Published: 21/11/2002, Volume II2, No. 5832 Page 4 5

The NHS Confederation and the British Medical Association are today launching a project which aims to build a 'concordat' between doctors and managers in the wake of the rejection of the consultant contract.

The joint initiative, supported by HSJ and the British Medical Journal, and involving the royal colleges, the Institute of Healthcare Management and the British Association of Medical Managers, aims to develop better relationships and trust between medics and managers.

It hopes to agree a national concordat - setting out a shared vision for the relationship based on a recognition of the importance of collaboration and joint-working for patient care - in the new year.

The joint project is also planning a programme of work to define a new 'psychological compact' between doctors, their employers, government and patients.

One of the reasons cited for the rejection of the consultant contract was that consultants feared undue control of their work by unsympathetic managers.

However, anecdotal evidence seemed to suggest that many consultants had generalised worries about managers, rather than specific concerns about their own managers.

A summit meeting is planned around February to bring together all the organisations to discuss what can be done to improve relationships and to agree a programme of work.

NHS Confederation policy director Nigel Edwards told HSJ that there was a need for initial research to understand if there really was a problem, and if so what could be done about it: 'It is about mutual understanding.

What are the reasons doctors feel disenfranchised? To the extent it is real, what are the causes?'

Mr Edwards said work the confederation had done with colleagues in the US had suggested that simply starting to discuss these issues was a very good first step to getting clinicians engaged.

He said a concordat signed by those representing doctors and managers could make a difference.

He said: 'Some of these issues run very deep. Getting people signing up could go some way to dealing with it. It is probably the first time there has been that discussion about how the medical and management communities work together.

'There are things we can do, and they are about getting doctors to control their working environment. I was talking to a couple of consultants recently, and they obviously felt totally disengaged.

They had no idea of how to engage their organisations.'

BMA chair Dr Ian Bogle said:

'The clear rejection of the contract by consultants in England and Wales has revealed the urgent need to improve relationships between managers and doctors where these have broken down or threaten to do so.

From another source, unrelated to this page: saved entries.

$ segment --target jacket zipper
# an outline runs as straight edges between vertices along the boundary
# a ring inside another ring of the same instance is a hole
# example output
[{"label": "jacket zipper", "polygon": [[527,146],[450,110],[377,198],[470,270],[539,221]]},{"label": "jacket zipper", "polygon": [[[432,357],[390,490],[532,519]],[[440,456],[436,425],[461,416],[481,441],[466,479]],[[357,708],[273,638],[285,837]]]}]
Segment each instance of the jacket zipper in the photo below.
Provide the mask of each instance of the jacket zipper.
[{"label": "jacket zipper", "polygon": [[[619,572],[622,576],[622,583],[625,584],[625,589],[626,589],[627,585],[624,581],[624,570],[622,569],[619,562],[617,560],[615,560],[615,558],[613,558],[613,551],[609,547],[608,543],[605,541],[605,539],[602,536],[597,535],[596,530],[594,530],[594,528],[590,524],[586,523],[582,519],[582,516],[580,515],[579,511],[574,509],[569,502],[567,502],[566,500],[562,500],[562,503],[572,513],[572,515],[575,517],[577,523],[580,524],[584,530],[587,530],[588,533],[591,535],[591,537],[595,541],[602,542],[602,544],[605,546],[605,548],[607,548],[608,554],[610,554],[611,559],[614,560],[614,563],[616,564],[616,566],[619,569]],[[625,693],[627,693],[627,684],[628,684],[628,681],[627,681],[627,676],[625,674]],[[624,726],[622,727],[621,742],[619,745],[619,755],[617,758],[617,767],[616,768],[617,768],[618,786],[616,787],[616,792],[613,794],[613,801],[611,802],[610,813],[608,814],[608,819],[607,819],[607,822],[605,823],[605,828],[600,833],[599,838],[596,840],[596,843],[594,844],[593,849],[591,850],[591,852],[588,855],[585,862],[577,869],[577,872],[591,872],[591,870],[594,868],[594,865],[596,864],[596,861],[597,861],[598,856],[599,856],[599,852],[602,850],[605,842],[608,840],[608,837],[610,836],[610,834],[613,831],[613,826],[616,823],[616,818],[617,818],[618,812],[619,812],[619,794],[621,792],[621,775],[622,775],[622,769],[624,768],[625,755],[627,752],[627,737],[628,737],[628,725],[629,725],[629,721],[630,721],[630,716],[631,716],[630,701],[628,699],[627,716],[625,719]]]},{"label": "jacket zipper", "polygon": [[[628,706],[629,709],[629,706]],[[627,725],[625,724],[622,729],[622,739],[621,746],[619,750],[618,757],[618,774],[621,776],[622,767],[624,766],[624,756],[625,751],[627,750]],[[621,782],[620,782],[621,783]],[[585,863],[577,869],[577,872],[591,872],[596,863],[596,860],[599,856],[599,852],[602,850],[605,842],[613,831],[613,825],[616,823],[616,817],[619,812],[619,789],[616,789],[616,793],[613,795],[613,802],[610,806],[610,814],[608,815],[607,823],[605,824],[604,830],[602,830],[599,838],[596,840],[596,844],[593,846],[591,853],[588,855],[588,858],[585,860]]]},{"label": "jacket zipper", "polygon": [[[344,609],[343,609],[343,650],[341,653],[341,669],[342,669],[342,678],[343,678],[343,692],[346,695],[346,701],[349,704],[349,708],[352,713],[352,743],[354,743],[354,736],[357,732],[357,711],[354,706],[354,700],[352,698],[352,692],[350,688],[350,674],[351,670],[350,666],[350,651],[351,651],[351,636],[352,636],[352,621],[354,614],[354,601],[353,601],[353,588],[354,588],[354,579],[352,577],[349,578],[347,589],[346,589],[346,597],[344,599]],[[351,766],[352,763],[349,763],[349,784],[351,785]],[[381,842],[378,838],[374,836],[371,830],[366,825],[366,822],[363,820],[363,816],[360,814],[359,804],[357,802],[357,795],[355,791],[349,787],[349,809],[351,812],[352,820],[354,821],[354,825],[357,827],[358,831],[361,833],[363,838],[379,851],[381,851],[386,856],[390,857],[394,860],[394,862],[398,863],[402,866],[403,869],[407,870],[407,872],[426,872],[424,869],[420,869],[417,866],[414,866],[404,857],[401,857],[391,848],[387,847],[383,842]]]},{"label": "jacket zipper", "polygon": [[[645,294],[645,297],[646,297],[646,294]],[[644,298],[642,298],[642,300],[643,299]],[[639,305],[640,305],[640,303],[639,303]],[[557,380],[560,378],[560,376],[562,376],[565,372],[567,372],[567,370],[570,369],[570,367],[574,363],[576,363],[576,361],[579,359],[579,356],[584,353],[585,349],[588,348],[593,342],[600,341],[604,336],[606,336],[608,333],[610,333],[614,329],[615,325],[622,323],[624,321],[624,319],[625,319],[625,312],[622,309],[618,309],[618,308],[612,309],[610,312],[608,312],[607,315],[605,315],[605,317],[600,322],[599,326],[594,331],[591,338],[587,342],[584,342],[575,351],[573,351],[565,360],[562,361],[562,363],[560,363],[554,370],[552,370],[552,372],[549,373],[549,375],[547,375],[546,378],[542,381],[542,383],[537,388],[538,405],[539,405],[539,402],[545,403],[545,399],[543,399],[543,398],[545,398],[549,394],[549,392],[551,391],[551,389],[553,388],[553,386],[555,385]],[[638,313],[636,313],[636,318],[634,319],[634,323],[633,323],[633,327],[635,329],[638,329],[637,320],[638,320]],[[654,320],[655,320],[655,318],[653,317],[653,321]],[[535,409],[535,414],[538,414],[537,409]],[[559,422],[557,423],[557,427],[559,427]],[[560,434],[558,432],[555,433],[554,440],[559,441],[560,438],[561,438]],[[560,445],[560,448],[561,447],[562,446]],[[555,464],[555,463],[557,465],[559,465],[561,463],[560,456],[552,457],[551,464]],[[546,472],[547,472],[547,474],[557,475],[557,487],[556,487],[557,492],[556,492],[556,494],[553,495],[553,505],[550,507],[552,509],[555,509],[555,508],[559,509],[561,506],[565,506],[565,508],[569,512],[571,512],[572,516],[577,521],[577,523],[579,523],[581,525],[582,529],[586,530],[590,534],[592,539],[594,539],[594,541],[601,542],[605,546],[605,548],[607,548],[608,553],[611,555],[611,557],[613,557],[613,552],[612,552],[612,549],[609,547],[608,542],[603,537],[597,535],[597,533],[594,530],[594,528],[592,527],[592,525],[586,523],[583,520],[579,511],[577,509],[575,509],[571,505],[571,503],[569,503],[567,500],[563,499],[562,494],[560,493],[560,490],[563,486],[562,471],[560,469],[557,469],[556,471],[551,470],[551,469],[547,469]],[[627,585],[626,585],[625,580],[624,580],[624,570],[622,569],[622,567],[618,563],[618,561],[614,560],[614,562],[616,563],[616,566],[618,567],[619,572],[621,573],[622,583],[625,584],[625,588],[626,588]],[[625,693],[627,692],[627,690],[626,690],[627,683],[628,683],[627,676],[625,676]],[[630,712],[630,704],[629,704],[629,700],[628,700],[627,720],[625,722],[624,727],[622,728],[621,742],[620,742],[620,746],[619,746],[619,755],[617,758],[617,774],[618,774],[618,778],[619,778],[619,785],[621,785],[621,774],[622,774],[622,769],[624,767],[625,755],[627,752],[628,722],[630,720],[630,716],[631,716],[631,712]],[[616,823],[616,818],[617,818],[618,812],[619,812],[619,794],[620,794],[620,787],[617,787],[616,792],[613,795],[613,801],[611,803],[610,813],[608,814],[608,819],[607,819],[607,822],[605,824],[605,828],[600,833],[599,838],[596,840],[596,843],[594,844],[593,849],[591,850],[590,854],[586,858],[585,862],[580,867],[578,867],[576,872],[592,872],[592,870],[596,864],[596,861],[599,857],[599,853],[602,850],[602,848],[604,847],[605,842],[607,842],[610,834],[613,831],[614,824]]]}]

'Many factors combine to make the relationships between doctors and managers difficult. It can simply be the pressures on both groups who are trying to juggle competing political targets in a service working at full stretch.'

NHS chief executive Nigel Crisp told HSJ he thoroughly endorsed the joint work and that the Department of Health is currently working on improving engagement with primary care trust clinical leaders.

Mr Crisp has recently held a series of four meetings around the country for the chairs, chief executives and professional executive committee chairs of PCTs to discuss these issues, and he said similar efforts were needed to ensure attention is given to the role of trust medical directors.